You grabbed his hand. “Arthur, it’s all in the past, love.” You stood on your tip - toes and hugged your brother - in - law tightly. “Besides, you’re the only family I’ve got left.”
Arthur hugged you back. “You were always a Shelby, sweetheart. Just took us a fucking long time to accept that.” 
“What the fuck is happening?”
Arthur let go as Tommy’s booming voice echoed around the shop. 
You didn’t miss the way Arthur stood slightly in front of you and Peggy, evidently wanting to shield you from Tommy if things went ugly.
“Hi, Tom,” Finn said, standing up straighter. 
“Finn, Y/N, you’re back,” Tommy said, taking his coat off. “With children.”
You looked at Tommy. “Look, Tom, we wanted you all to have the chance to meet Peggy and John, your niece and nephew.”
Tommy stepped forward, cigarette between his fingers. “You named him after John?”
“And Arthur,” John piped up, emerging from behind Ada and walking up to Tommy and extending a hand. “Hi, Uncle Tom.”
You pressed your lips together as you struggled not to laugh. 
Tommy raised an eyebrows as he crouched down in front of John. “Hello, John. It’s a pleasure to meet you,” Tommy said, shaking his nephew’s hand. He put his cigarette between his lips and lifted John up into his arms. 
“So, you’re alright with me now?”  You asked, watching him. 
Tommy looked at you with a hint of a smile. “Y/N, I apologise for what happened in the past.
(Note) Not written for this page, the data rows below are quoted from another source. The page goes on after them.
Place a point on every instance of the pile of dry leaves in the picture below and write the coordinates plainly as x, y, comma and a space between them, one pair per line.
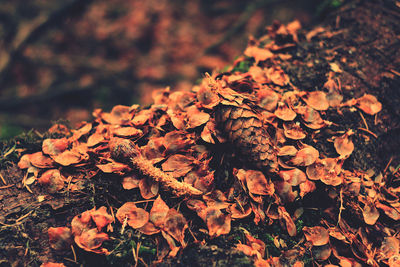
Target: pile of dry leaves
272, 125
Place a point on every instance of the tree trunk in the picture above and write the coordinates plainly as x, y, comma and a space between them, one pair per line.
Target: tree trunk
359, 44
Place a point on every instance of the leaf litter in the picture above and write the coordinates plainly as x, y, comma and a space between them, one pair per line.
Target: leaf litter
169, 151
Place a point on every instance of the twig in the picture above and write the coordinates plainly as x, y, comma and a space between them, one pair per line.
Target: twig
165, 179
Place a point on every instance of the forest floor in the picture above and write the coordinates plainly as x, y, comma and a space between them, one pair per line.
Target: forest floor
321, 187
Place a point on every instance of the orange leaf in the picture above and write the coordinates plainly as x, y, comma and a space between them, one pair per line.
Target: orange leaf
285, 113
293, 131
148, 188
119, 115
268, 99
127, 132
60, 238
239, 212
294, 176
327, 170
218, 223
307, 187
142, 117
317, 100
91, 241
158, 212
370, 213
137, 217
81, 223
258, 184
343, 145
287, 151
369, 104
259, 54
85, 129
113, 167
52, 264
68, 157
52, 180
130, 182
286, 220
207, 98
149, 229
317, 235
175, 225
95, 139
305, 157
53, 147
101, 218
196, 117
40, 160
179, 165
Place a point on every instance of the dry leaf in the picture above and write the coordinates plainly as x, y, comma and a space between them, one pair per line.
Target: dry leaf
60, 238
317, 235
285, 113
317, 100
343, 145
136, 217
369, 104
293, 131
92, 240
52, 180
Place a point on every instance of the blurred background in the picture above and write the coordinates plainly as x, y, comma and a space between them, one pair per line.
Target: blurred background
60, 59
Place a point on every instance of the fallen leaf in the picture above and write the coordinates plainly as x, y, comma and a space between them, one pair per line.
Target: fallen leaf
127, 132
207, 98
148, 188
369, 104
327, 170
196, 117
285, 113
52, 180
175, 225
101, 217
293, 131
218, 223
119, 115
305, 156
68, 158
370, 213
40, 160
294, 176
60, 238
317, 235
95, 139
52, 264
259, 54
258, 184
178, 165
81, 223
158, 212
130, 182
92, 240
268, 99
113, 167
53, 147
136, 217
343, 144
317, 100
286, 220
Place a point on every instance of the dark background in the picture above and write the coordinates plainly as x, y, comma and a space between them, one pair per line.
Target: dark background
61, 59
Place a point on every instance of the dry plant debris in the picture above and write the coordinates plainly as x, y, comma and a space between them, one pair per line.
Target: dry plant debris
171, 148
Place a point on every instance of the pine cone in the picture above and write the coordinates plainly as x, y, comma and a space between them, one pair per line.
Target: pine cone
244, 128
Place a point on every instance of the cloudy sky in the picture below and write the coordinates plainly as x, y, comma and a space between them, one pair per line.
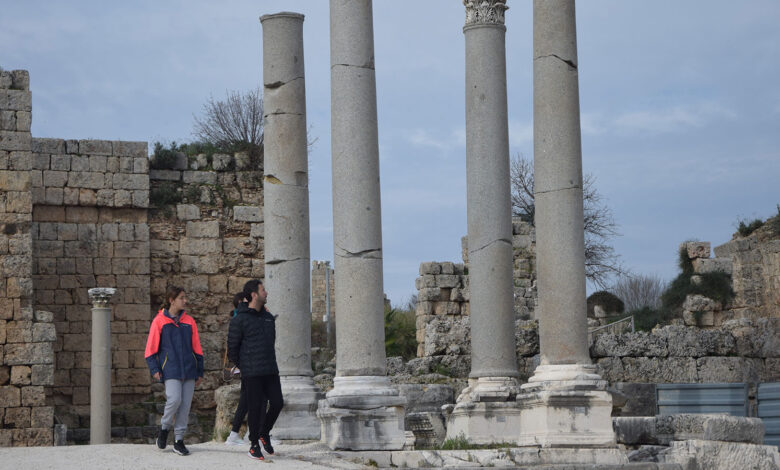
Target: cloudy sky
679, 100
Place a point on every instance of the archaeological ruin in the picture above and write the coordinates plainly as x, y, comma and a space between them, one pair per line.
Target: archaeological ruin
93, 231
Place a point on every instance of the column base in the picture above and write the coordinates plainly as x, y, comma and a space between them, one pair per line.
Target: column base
362, 413
298, 419
486, 412
566, 405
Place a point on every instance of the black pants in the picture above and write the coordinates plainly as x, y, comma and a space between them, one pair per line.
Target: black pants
261, 391
238, 418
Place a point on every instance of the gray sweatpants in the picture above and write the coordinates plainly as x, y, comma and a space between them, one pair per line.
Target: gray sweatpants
178, 398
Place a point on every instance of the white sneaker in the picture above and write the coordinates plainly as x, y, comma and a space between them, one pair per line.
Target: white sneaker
234, 439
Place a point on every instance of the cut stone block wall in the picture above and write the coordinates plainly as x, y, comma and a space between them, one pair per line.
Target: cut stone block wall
26, 336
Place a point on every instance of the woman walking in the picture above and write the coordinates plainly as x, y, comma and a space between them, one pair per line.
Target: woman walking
174, 357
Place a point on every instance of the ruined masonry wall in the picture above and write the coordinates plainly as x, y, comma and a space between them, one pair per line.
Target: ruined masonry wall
26, 336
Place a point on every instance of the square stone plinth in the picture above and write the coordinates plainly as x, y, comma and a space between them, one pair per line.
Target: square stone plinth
379, 428
485, 422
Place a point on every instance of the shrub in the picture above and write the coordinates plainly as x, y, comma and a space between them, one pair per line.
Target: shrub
164, 158
400, 333
609, 301
746, 229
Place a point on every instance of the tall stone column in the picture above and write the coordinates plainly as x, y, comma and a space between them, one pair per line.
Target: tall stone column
286, 187
486, 411
565, 403
363, 411
100, 379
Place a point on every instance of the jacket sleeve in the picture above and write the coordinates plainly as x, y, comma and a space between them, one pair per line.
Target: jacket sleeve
235, 336
196, 349
153, 347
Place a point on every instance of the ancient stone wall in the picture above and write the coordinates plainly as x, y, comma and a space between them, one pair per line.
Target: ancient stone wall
210, 244
443, 296
755, 267
318, 290
26, 336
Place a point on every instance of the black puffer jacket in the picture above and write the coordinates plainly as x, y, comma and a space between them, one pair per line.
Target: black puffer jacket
251, 337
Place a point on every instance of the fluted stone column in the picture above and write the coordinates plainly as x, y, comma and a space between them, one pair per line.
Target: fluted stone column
100, 378
286, 186
363, 411
565, 403
486, 411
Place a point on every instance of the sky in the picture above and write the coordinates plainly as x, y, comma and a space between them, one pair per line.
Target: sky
679, 103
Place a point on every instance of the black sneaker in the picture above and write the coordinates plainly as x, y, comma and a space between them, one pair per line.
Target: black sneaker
162, 438
255, 452
179, 448
265, 439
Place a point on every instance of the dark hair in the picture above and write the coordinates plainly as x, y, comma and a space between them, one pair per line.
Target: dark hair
249, 287
238, 298
170, 294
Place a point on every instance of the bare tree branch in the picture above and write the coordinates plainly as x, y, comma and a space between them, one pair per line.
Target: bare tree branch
601, 261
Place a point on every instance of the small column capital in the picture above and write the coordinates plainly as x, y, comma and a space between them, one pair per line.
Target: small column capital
100, 296
485, 12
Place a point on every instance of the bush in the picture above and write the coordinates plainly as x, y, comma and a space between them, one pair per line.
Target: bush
165, 194
746, 229
164, 158
609, 301
400, 333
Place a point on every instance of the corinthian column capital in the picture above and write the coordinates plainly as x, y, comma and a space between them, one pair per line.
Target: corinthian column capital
485, 12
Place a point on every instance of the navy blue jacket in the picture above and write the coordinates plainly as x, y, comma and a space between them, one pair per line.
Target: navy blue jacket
173, 348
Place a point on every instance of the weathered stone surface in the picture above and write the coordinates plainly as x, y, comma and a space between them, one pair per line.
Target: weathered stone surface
629, 344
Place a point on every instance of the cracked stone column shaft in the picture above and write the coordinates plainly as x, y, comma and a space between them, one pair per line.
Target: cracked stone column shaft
488, 195
100, 377
286, 190
560, 251
357, 218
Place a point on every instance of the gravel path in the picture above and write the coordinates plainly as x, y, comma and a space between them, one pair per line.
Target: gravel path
209, 455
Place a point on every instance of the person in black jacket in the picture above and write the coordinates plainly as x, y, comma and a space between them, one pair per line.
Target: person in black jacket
251, 338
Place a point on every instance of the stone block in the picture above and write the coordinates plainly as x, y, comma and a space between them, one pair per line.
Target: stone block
131, 182
199, 177
33, 395
95, 147
187, 212
42, 374
12, 140
697, 249
17, 418
248, 214
209, 229
42, 417
16, 100
123, 148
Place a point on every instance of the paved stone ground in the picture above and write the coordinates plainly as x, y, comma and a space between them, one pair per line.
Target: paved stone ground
210, 455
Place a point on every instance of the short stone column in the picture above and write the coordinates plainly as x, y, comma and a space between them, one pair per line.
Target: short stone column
286, 185
565, 403
486, 412
100, 379
363, 411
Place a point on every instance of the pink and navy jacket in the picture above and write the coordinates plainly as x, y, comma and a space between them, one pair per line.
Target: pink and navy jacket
173, 347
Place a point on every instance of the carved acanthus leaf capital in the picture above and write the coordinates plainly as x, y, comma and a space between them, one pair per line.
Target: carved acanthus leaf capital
485, 12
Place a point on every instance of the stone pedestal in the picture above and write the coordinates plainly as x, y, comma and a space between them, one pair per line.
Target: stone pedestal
100, 378
362, 413
565, 403
487, 412
287, 221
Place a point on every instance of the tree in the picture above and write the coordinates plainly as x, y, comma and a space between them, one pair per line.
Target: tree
639, 291
601, 261
233, 124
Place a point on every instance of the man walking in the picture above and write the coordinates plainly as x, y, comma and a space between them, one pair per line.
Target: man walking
251, 338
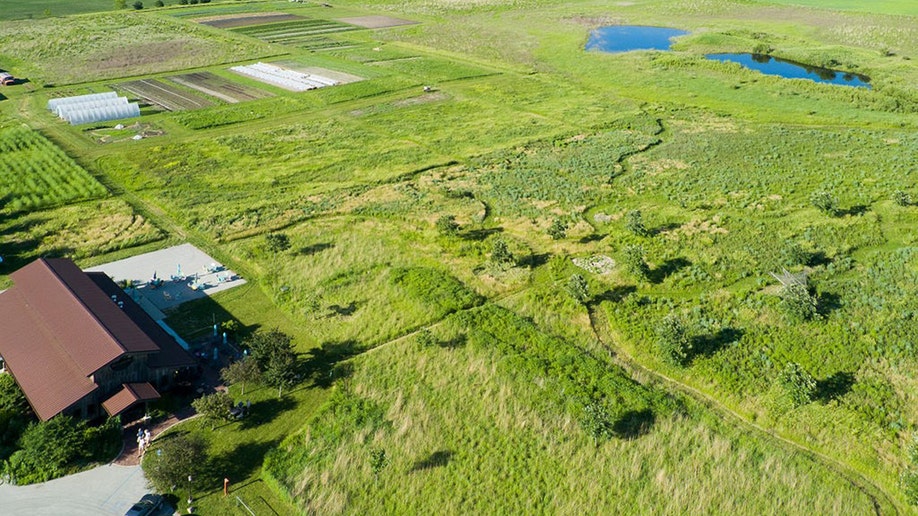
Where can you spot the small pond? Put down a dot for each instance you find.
(624, 38)
(791, 70)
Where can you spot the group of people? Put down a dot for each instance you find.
(143, 439)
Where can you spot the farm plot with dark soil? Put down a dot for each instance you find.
(223, 89)
(165, 95)
(233, 21)
(296, 33)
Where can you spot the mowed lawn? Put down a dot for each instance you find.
(28, 9)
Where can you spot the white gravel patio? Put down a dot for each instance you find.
(182, 273)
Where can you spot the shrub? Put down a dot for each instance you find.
(578, 289)
(501, 255)
(673, 343)
(799, 305)
(447, 225)
(634, 263)
(798, 384)
(557, 230)
(824, 202)
(634, 222)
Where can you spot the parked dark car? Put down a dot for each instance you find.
(147, 504)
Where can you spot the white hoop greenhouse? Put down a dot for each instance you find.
(283, 77)
(97, 107)
(53, 103)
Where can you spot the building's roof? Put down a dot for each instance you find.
(59, 325)
(129, 394)
(170, 353)
(49, 379)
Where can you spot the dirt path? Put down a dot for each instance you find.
(618, 356)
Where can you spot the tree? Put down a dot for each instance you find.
(799, 305)
(798, 384)
(578, 289)
(214, 408)
(48, 450)
(634, 222)
(597, 422)
(557, 230)
(241, 372)
(278, 362)
(673, 342)
(277, 242)
(447, 225)
(634, 262)
(171, 461)
(501, 255)
(824, 202)
(378, 461)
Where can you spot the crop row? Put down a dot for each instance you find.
(39, 174)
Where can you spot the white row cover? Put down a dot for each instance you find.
(101, 114)
(53, 103)
(287, 79)
(60, 110)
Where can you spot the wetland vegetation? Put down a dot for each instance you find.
(519, 274)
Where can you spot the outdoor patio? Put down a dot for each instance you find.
(169, 277)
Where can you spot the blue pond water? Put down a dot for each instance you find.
(791, 70)
(624, 38)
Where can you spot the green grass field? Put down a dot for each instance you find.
(520, 128)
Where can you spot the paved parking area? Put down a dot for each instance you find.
(104, 490)
(183, 273)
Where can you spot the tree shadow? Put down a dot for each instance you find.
(707, 345)
(320, 363)
(592, 237)
(344, 311)
(436, 459)
(480, 234)
(834, 386)
(535, 260)
(828, 302)
(613, 295)
(456, 342)
(312, 249)
(853, 211)
(237, 463)
(665, 227)
(818, 258)
(667, 269)
(265, 411)
(634, 423)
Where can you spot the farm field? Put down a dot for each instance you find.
(493, 238)
(297, 32)
(37, 174)
(164, 95)
(223, 89)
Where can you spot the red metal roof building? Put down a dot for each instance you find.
(75, 343)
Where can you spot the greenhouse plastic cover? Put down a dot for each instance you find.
(60, 109)
(287, 79)
(53, 103)
(101, 114)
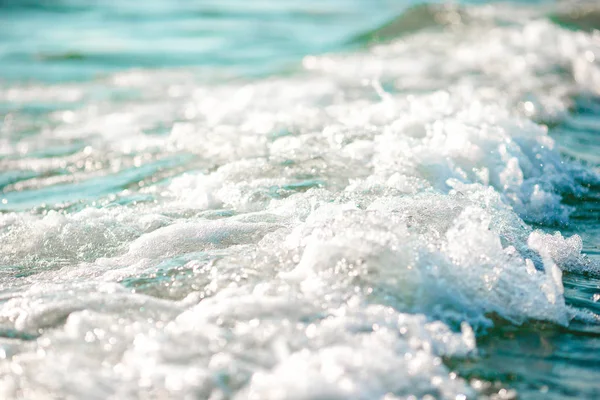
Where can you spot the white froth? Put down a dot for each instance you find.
(330, 237)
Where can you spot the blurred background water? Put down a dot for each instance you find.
(104, 105)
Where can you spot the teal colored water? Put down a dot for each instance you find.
(363, 199)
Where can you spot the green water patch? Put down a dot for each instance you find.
(579, 18)
(415, 19)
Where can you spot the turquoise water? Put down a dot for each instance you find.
(309, 200)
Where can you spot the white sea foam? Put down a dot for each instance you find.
(328, 238)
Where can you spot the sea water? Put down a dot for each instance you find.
(361, 199)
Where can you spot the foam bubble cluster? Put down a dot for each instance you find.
(335, 234)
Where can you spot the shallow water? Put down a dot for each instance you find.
(357, 199)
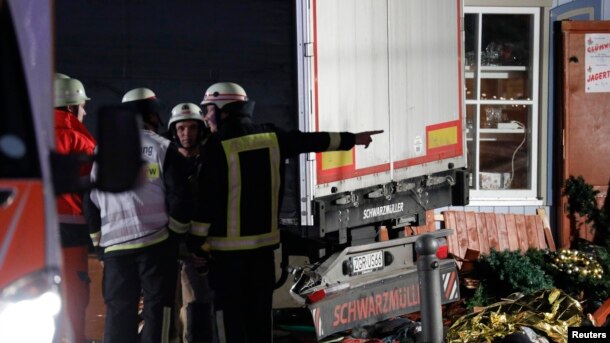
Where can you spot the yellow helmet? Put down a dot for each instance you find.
(69, 91)
(223, 93)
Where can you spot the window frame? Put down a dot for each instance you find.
(510, 196)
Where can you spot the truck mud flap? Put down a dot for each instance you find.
(378, 301)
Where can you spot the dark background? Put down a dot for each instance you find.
(178, 48)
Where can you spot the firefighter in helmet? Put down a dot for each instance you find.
(188, 130)
(136, 233)
(73, 137)
(238, 207)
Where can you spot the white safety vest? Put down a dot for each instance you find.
(138, 217)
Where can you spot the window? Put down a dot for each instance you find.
(501, 86)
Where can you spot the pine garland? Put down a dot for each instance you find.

But I want you to know that you’re welcome here whenever.”
You visibly relaxed, sighing quietly. “I’m glad.” 
“I do have one complaint, however,” Tommy said, walking forward. “Why’s my respective child?”
You chuckled, glancing at Finn. “Ah, he’s back in America.”
Tommy frowned. “Oh, why?”
Finn snorted as you paused, trying to think of a way to explain it.
“Well,” Finn began, “we thought two were enough, so...”
“Your respective child is the new stallion we bought a month ago who’s a stubborn arsehole,” you finished, smiling. “Thought it was suitable.”
Tommy shook his head, smiling as the rest of the family burst out laughing. “A stubborn arsehole horse,” Tommy muttered, inhaling the smoke from his cigarette. “Seems perfect.”
You laughed. “We thought so too, Tommy.”
Peggy suddenly ran forward and hugged Tommy’s legs. “Hi Uncle Tommy.”
You sighed, despairingly. “Now she likes you.”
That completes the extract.